Ben Mendelsohn is a fine actor and does well as Christian Dior, a tortured and heartbroken man. The show begins with Dior being celebrated at the Sorbonne, the first fashion designer to do so, where his appearance is preceded by a jawdropping display of his clothes, casting a spell over the audience. Unfortunately, right after the first student asks a question, the show cuts to wartime and — for the next several episodes — Mendelsohn is fighting back tears and wringing his hands — hands that would be much better spent actually designing.
“All I ever wanted to do was design the most beautiful women’s clothing that ever existed,” Dior says on the show, reminding me of Daniel Day-Lewis in Paul Thomas Anderson’s magnificent Phantom Thread (available to rent on Amazon Prime) where the actor and the film allowed us to understand just how much every stitch of every outfit meant to the designer. The New Look never quite engages with the clothes themselves, neglecting Dior’s stylistic flourishes and inspirational design in favour of World War II bleakness that countless films and shows have conveyed more effectively.
Binoche is dealt a better hand as Coco — largely because the empress was famous for her quotable lines and put-downs — but those can only go so far. This is a series about how designers used fashion — the unlikeliest, most elitist, and therefore French-est of art-forms — to reshape the public imagination. Yet while we get Binoche telling us that haute couture means “high sewing,” we do not get insights into her genius. We do not, alas, get to see Coco being Chanel.
From the ten episodes, only one quiet moment has stayed with me. It is where Cristobal Balenciaga (Nuno Lopes) shares the richest of wartime treasures with Dior, a couple of pieces of fine Swiss chocolate. Balenciaga describes this as a “rare morsel,” and a grateful Dior is ecstatic as he bites into the little piece. For an instant, the world is more beautiful.
The fundamental issue — besides the clumsy writing and direction — is that The New Look wants to muddy the waters. It wants to give both Christian Dior and Coco Chanel a reprieve, letting them off the hook for whatever they may and may not have done, suggesting that war puts us all in the same terrible boat. Yet the series unwittingly demonises Chanel, depicting her as myopic to Nazi evils, declaring that the Allies will be just as bad. If she was in India today, we’d call her a ‘centrist.’
This is what makes The New Look an important show.
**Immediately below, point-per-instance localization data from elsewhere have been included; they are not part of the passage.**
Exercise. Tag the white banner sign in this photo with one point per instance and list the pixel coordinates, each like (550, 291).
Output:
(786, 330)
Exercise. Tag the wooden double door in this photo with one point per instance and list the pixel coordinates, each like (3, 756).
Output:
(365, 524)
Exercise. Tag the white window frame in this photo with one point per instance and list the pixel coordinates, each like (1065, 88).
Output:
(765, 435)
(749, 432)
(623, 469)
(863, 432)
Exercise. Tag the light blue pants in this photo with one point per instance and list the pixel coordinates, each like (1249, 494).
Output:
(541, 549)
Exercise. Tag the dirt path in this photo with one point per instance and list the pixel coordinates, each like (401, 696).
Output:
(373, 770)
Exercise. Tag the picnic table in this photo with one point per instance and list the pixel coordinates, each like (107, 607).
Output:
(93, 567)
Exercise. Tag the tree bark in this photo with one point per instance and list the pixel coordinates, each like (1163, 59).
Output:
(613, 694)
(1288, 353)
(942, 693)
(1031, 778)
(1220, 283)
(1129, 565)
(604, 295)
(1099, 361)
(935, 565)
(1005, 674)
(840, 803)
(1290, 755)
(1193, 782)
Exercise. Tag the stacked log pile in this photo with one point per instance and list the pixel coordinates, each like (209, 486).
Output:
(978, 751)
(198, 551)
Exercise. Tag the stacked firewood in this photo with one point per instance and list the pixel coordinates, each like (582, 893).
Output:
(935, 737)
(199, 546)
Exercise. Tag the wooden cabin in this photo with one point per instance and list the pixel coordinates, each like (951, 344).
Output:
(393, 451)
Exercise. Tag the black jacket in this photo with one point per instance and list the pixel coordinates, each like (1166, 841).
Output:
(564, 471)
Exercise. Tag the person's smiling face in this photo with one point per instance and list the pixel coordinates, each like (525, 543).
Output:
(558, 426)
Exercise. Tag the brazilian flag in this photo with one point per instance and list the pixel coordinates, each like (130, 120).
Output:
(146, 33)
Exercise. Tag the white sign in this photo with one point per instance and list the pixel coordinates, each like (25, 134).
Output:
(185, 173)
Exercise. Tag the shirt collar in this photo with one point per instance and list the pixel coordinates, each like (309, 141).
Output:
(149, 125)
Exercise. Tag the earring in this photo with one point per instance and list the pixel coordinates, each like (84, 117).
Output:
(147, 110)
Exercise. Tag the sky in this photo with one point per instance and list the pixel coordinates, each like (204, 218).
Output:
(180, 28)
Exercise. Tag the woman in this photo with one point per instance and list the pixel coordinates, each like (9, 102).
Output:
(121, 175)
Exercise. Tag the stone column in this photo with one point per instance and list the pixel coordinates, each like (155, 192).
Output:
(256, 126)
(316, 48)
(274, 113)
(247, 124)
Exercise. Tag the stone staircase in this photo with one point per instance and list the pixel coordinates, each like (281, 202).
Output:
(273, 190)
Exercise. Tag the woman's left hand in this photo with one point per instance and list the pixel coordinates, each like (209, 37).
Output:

It is important for people and companies conveniently serving fascist governments and dictatorian regimes today to understand that the receipts are always going to be kept, that our memories will not be wiped clean, that we will always remember who got into bed with the monsters. This may not be a good show, but one hopes that it may prick at some well-dressed consciences.
A genuinely good series would have actually provoked argument and debate about art and artist. Must we judge a brand that once survived by dressing the wives of Nazis? Perhaps we must, since the brand itself prides itself on the founder’s name, a name that makes bags and perfume bottles cost so exorbitantly much. Should the little black dresses be kept but the tags cut off? These are weighty questions worth arguing over, but the one truth is that beauty — true beauty — in any art cannot be denied. We cannot cancel culture.
For Valentine’s Day, here’s a swoonworthy recommendation: Norman Jewison’s 1987 romance Moonstruck is now streaming on Amazon Prime. Starring Cher (who won an Oscar for her role) and an incandescent young Nicolas Cage, the film makes all us viewers feel like we’re caught between the moon and New York City.